Another opportunity provided by synthetic data, which has never really been available before, is to model your own problem but in a greater universe. For example, in a telco world, businesses always want to get more customers, but everybody in the UK already has a mobile phone and broadband. So how can you do competitive marketing? By modelling out where your competitors are doing their campaigns, and understanding how you can be more effective, you can actually beat them in the marketplace. In the end it will get to a point where everybody has this technology and therefore nobody gets an advantage, but for the early adopters it’s a huge win.

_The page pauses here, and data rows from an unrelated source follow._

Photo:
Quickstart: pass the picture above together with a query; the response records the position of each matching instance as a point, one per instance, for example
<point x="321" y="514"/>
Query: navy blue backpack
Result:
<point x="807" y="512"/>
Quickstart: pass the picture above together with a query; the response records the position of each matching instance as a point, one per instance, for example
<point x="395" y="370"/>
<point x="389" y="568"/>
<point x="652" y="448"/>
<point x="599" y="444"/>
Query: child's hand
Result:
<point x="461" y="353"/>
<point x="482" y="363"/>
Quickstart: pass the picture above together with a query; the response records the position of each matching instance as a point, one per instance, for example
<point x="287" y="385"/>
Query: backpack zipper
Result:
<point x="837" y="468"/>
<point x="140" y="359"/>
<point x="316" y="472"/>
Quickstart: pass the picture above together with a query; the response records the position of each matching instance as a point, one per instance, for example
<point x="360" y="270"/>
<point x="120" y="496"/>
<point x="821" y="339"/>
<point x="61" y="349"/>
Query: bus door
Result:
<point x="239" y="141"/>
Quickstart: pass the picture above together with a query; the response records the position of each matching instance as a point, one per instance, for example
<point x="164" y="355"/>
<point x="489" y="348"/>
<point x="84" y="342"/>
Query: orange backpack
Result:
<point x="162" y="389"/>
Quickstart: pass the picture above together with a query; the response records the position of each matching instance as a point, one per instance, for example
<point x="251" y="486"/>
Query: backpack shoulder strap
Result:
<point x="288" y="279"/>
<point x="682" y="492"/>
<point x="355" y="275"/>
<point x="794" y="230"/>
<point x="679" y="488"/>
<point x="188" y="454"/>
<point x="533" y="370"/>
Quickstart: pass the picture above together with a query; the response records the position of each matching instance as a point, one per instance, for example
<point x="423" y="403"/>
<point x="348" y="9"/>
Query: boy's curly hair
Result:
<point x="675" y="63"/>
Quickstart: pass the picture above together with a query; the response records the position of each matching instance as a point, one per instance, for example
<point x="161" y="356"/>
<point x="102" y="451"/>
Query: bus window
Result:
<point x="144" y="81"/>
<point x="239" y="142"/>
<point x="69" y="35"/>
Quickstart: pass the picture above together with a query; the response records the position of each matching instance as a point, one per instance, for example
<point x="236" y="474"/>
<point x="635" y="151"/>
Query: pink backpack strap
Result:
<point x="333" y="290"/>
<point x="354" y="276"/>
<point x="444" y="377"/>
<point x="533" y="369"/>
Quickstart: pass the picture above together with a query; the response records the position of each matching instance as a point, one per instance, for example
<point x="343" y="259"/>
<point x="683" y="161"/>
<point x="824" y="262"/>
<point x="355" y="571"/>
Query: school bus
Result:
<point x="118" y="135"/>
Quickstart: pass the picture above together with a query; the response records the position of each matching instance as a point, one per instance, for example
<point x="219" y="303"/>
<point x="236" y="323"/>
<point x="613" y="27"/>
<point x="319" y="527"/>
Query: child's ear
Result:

Enhancing digital twins with synthetic data

When you combine the digital twin and the synthetic data, all of a sudden you can start modelling the future. Synthetic data expands the use case of a digital twin to emulate scenarios with different external factors, providing a more realistic setting in which to test things like market models, and to forecast costs and risks in an uncertain world. Using this method, you can determine whether a particular change is worth doing or not, and this can apply on a business level, a technology level, or even a process level.

One point to note – the data analysis is everything. All the tools and technologies in the world will not help if you start with poor quality data. So when you're generating synthetic data, you have to understand the source data that you’re trying to mimic.

Limitations and challenges

As you’d probably imagine, these technologies cost a huge amount to set up, run and scale, given that they rely on the cloud. While we’re seeing everyone rush to the cloud at the moment, we predict a return to some form of on-prem, especially for big workloads, as the cost is much easier to manage. Another way to reduce costs is to shut down all that legacy technology which we mentioned at the start, saving businesses a small fortune in operational costs.

As well as the cost implications, there are still question marks over the accuracy of digital twins and synthetic data. There is a huge amount of bias in data, and simply creating simulated data from normal data doesn't necessarily guarantee a great result either. While there is analysis you can do on simulated data to understand what bias you've got in your current platforms, nothing comes for free and it all requires a huge amount of hard work – there are never silver bullets.

With around 16,000 technology vendors on the market, they need a way to showcase their technology in reality and prove that they can deliver the outcomes they promise. By building a digital twin with synthetic data, you can compare vendors in a neutral environment that you control, without using real data, so you can try and maximize your return on investment and find the technology that works best for your needs.